Here’s why management likes buybacks:
- Most C-suite managers (CEOs, CFOs, COOs, etc.) are awarded bonuses based on increased earnings per share.
- Since these same managers often receive part of their compensation in stock options that are dependent upon their company’s share price, they are thrilled when anything makes the share price rise because it gives them an opportunity to cash out their options at higher prices.
- When managers exercise their options, the company is issuing or adding shares to their outstanding stock to meet that obligation, possibly causing dilution of earnings per share. Buying back shares prevents that dilution from stock options being exercised. Consequently, it’s possible that the buyback and option share issuance could just be a wash — one reducing outstanding shares and the other increasing them.
As for investors? Companies tell shareholders that buybacks are better for them than receiving dividends, as they won’t be taxed on the buybacks (unless they sell their shares). And, of course, there’s the possible increase in your share price.
Let’s look at the history of buybacks to determine if your share price will really benefit from the buyback. You might be surprised at the answer!

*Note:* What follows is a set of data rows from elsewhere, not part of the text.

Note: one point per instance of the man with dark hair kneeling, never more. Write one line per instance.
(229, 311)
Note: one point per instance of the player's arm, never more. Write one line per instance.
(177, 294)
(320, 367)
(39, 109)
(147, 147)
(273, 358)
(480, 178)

In many cases, stock buybacks do portend a run-up in price, at least temporarily. Looking at the longer term, however, the statistics drastically change. In a study that spanned the past 10 years, Fortuna Advisors found that companies with the highest dollar outlays on stock repurchases actually returned just 37% to their shareholders, compared to the 127% return from companies that used their cash on other pursuits.
Wow! That’s a big difference, isn’t it?
But it makes sense. The business of business is business. That means a company should be reinvesting its dollars in making its business grow — hiring more employees, expanding its R&D and developing new products. New business generally means more revenues, and more earnings. And more earnings tend to impress investors, generating share price increases.
But that kind of growth is not yet happening. According to Thomson Reuters, companies in the S&P 500 Index are on schedule to spend just about $546 billion on capital expenditures this year — less than the $560 billion they spent in 2008!
Nevertheless, analysts are predicting that fourth-quarter earnings for the S&P 500 companies will grow about 10% — a healthy rate, but considerably less than in the third quarter. And the profits still are due primarily to extensive cost cutting, not to business expansion.
My point is this: Companies are not parlaying their cash to create major new business, which is absolutely necessary to speed up the economic recovery. Instead, they are delving into their bags of tricks — one being stock buybacks — that will temporarily boost their earnings per share. And the result most likely will be a positive pop for the S&P 500 earnings numbers.
But don’t be fooled into thinking that this earnings “gotcha” is thanks to solid growth. Look behind the numbers, account for any share buybacks, and only then will you be able to tell if your stocks are truly growing or just fiddling with the numbers.
And above all, don’t invest in a company just because it is buying back shares. That’s just not a good fundamental indicator of a company with great return potential, in my book.